With its younger line, Elizabeth & James (appropriately named after the twins’ younger siblings) and a move into menswear and sunglasses, the Olsens are slowly making incremental steps in building a credible fashion empire a million miles away from their tween company that made their multimillionaires, Dualstar. Unlike many other fledgling labels, the Olsens have been hip to the powers of the internet – first launching a luxurious, tactile e-commerce website and then recently debuting a shoppable video where you can view KT Auleta’s video of the collection while purchasing items from the catwalk. Following an intimate presentation of their SS '11 line in Paris, the girls conversed via email with Dazed about their love of the artist, Beatrix Ost and why their brand of minimalism feels so right for now.

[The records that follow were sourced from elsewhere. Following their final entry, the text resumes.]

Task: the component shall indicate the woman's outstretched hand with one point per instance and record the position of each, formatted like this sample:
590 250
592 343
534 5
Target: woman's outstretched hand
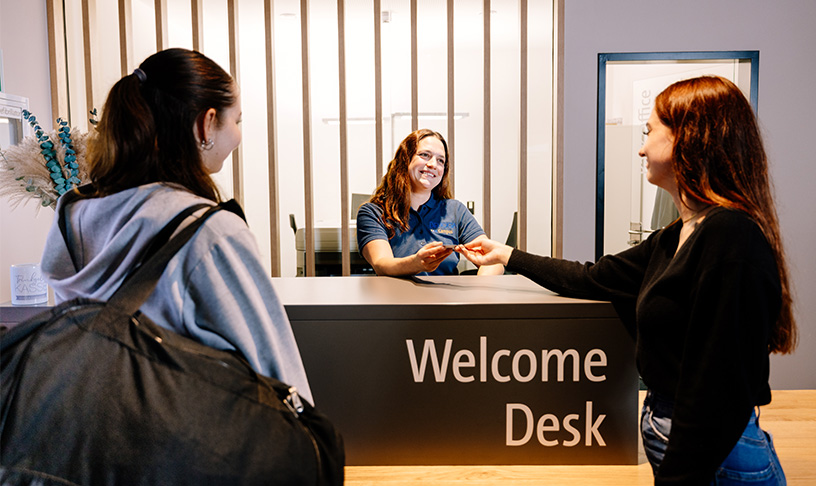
486 252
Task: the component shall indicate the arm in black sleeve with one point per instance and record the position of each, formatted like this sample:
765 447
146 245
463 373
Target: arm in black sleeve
613 277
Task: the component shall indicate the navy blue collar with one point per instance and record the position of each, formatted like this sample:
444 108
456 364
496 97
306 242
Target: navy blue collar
430 203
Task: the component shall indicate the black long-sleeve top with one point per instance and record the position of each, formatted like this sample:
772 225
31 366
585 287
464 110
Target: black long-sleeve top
702 319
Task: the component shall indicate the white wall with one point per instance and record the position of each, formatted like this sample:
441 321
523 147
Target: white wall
24 41
783 33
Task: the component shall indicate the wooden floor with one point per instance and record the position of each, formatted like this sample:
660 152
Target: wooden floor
791 418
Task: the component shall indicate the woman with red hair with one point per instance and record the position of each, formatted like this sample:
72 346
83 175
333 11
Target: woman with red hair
707 297
411 223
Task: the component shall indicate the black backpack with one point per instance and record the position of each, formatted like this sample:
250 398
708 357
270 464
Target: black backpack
96 393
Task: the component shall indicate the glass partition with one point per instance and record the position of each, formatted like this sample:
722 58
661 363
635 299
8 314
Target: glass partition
628 208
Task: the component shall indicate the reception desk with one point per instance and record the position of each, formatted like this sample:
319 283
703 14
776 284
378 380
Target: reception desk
466 370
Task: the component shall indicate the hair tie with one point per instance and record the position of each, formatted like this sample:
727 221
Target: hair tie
140 74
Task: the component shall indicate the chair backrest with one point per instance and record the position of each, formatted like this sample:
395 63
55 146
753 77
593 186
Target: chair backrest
358 200
512 237
292 223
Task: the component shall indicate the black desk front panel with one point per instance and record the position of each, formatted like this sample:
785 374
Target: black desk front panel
445 373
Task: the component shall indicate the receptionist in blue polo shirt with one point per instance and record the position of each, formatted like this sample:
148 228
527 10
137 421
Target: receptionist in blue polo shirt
406 225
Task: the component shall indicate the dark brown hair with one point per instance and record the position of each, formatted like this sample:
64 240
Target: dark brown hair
394 191
145 132
719 159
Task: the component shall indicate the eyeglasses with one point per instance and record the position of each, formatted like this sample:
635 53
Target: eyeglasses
426 156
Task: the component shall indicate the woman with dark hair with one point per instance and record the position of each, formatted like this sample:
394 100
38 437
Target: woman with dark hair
411 224
707 297
163 130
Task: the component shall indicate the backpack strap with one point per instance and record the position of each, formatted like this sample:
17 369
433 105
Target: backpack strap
135 290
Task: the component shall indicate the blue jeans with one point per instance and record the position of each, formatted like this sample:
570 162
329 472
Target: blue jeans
753 461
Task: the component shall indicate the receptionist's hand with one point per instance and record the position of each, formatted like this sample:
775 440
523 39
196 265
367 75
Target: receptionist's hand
431 255
486 252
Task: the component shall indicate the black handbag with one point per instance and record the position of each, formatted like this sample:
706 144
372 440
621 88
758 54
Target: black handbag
96 393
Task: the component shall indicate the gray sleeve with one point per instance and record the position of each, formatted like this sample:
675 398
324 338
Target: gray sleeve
230 303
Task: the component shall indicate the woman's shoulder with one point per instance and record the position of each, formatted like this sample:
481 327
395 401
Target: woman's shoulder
369 209
730 223
731 234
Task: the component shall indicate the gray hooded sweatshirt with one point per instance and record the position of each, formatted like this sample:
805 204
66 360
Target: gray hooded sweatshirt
215 289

Dazed Digital: Tell us about how you came across the work of Beatrix Ost for the Fall '10 collection?
Mary-Kate:
Ashley and I were looking at this season in a way that would allow us to evolve from what we’ve been doing for The Row up until now. We were discussing eccentric woman and felt Beatrix embodied the feeling we were gravitating towards.

DD: The Fall '10 collection seemed to tap into the mood for minimalist luxe showing beautifully cut clothes in luxurious fabrics like leather and python. Would you say this encapsulates the philosophy of The Row? The Row perfectly chimes with the current mood for austere minimalism. Why do you think it feels so right for now?
Mary-Kate:
Exotic skins were a natural choice because we’ve always concentrated on the body so skin on skin made sense.
Ashley: We believe there has been such a strong response to The Row because for several years there were a lot of over-designed clothes in the market. Our goal is to create understated, wearable, beautiful clothes that fit the body of every woman.

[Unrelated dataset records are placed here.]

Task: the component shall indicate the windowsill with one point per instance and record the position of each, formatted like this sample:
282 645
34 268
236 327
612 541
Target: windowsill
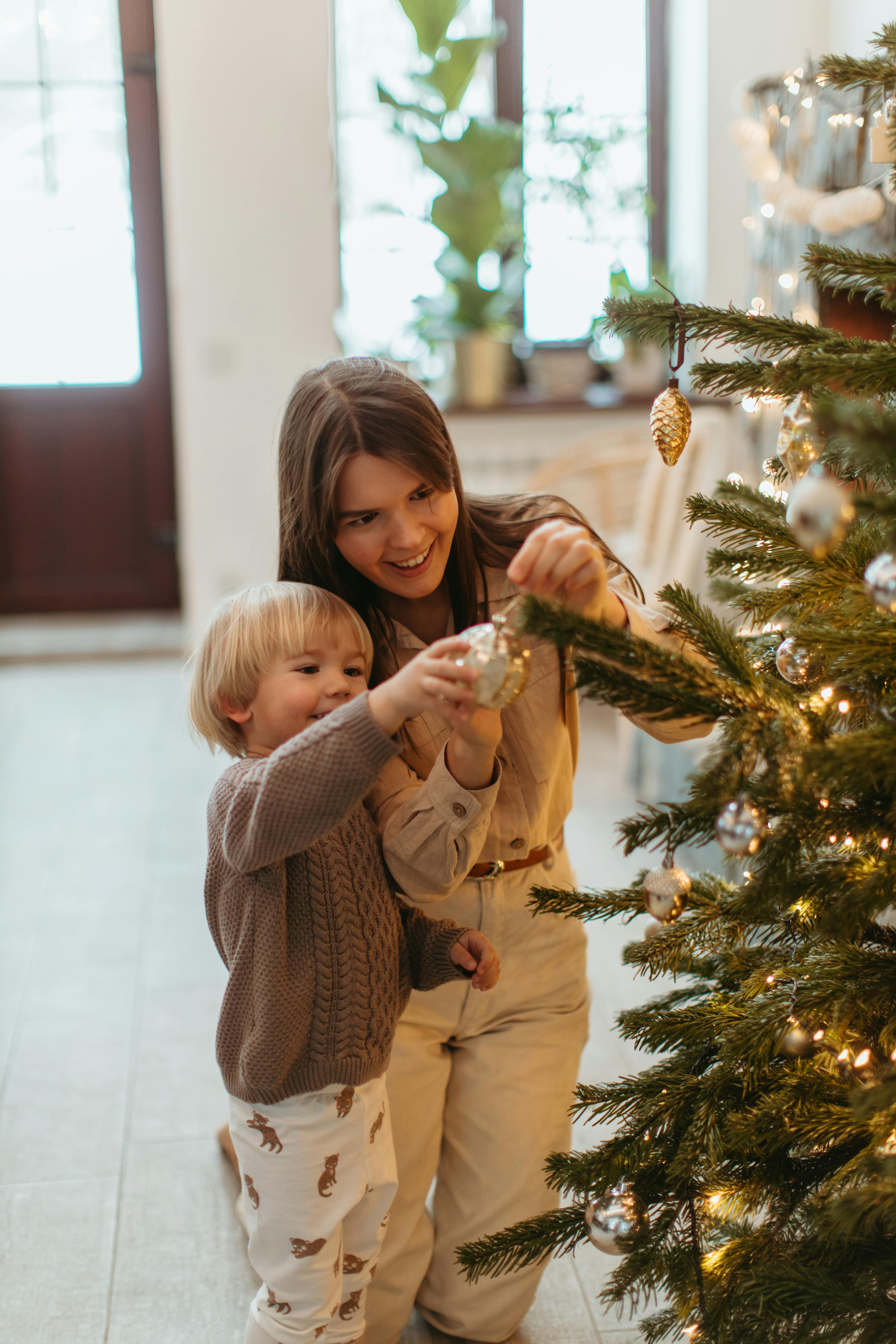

DD: You also run Elizabeth & James and just launched a menswear line for The Row and have branched out into sunglasses. Are there any other areas you would like to branch out to?
Mary-Kate:
Doing things right takes time and careful planning. We look at Elizabeth and James and The Row as lifestyle brands. Currently, we want to make sure The Row’s e-commerce is a success along with our sunglasses for each brand.  We’re currently working on another category for each brand and are excited to announce when the time is right.

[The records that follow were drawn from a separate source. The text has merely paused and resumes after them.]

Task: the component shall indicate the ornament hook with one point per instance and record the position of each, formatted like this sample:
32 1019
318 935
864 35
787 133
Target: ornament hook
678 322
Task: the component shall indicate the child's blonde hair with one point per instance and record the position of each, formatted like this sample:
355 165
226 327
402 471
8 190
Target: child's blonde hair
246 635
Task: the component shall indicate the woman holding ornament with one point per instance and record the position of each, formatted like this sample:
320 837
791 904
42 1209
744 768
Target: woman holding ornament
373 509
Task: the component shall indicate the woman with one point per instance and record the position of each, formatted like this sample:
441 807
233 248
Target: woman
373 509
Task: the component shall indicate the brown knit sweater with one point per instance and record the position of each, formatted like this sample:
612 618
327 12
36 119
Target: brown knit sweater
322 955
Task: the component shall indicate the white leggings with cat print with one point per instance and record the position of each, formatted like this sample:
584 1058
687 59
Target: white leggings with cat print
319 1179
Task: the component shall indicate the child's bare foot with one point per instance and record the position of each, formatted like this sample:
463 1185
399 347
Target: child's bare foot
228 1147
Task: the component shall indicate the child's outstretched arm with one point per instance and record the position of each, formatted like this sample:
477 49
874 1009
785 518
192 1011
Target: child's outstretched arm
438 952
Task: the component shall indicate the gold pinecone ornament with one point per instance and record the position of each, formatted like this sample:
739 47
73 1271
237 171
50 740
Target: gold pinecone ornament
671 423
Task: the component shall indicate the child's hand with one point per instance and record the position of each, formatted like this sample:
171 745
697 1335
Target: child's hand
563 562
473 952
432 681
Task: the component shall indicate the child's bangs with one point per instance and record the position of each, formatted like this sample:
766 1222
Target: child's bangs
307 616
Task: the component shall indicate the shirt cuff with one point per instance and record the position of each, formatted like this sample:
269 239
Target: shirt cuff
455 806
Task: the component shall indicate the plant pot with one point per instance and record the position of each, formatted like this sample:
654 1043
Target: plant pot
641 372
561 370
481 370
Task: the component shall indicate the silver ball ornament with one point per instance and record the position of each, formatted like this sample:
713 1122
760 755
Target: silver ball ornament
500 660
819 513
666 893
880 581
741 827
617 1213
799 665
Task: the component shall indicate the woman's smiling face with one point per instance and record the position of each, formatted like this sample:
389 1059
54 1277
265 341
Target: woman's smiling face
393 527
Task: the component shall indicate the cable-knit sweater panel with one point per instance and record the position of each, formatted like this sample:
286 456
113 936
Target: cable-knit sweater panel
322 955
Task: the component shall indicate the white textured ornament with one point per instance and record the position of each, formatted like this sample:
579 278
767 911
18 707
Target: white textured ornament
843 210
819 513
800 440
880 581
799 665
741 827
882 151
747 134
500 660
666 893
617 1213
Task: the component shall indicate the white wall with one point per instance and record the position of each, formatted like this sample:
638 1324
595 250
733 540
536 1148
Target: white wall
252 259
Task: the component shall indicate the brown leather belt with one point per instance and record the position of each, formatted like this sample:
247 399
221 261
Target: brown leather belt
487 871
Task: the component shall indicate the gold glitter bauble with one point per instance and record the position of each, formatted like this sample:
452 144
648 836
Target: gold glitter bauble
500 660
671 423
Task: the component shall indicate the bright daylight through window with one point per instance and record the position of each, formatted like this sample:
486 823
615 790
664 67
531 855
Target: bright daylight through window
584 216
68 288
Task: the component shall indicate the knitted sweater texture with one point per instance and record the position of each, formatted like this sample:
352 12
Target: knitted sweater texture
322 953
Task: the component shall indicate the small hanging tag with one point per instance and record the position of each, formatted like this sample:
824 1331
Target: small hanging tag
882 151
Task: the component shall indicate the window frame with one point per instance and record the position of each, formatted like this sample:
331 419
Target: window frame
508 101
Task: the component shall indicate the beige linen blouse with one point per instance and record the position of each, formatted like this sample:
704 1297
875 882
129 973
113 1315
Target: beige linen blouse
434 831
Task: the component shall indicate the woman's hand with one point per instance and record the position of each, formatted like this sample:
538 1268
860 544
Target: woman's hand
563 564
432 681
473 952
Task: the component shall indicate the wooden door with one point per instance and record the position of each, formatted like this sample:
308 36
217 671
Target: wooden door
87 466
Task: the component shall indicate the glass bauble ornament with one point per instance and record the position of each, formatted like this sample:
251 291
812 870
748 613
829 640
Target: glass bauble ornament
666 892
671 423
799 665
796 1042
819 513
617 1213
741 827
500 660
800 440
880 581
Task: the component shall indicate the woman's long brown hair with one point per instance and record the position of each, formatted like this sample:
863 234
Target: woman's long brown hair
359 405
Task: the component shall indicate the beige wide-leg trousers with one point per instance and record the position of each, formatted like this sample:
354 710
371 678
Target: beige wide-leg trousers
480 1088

DD: There is a tactile feel about the website with the close-ups of the beautiful fabrics used in the collection—what were you trying to convey about the brand’s agenda with the website? How conscious were you of trying to provide an almost tangible experience for the shopper?
Ashley:
Fabrics have been a main focus from the beginning. We feel it’s important for the website and the e-commerce experience have a tactile quality. Sometimes there’s a disconnect between how clothes look and feel in person and how they’re presented online.

DD: The Row is one of the success stories of recent years—How would you define the philosophy behind the label?
Mary-Kate:
We think about our customers first. We want to create soft and comfortable collections in every way. It’s about real life and what people will really wear. Hopefully we’re accomplishing that.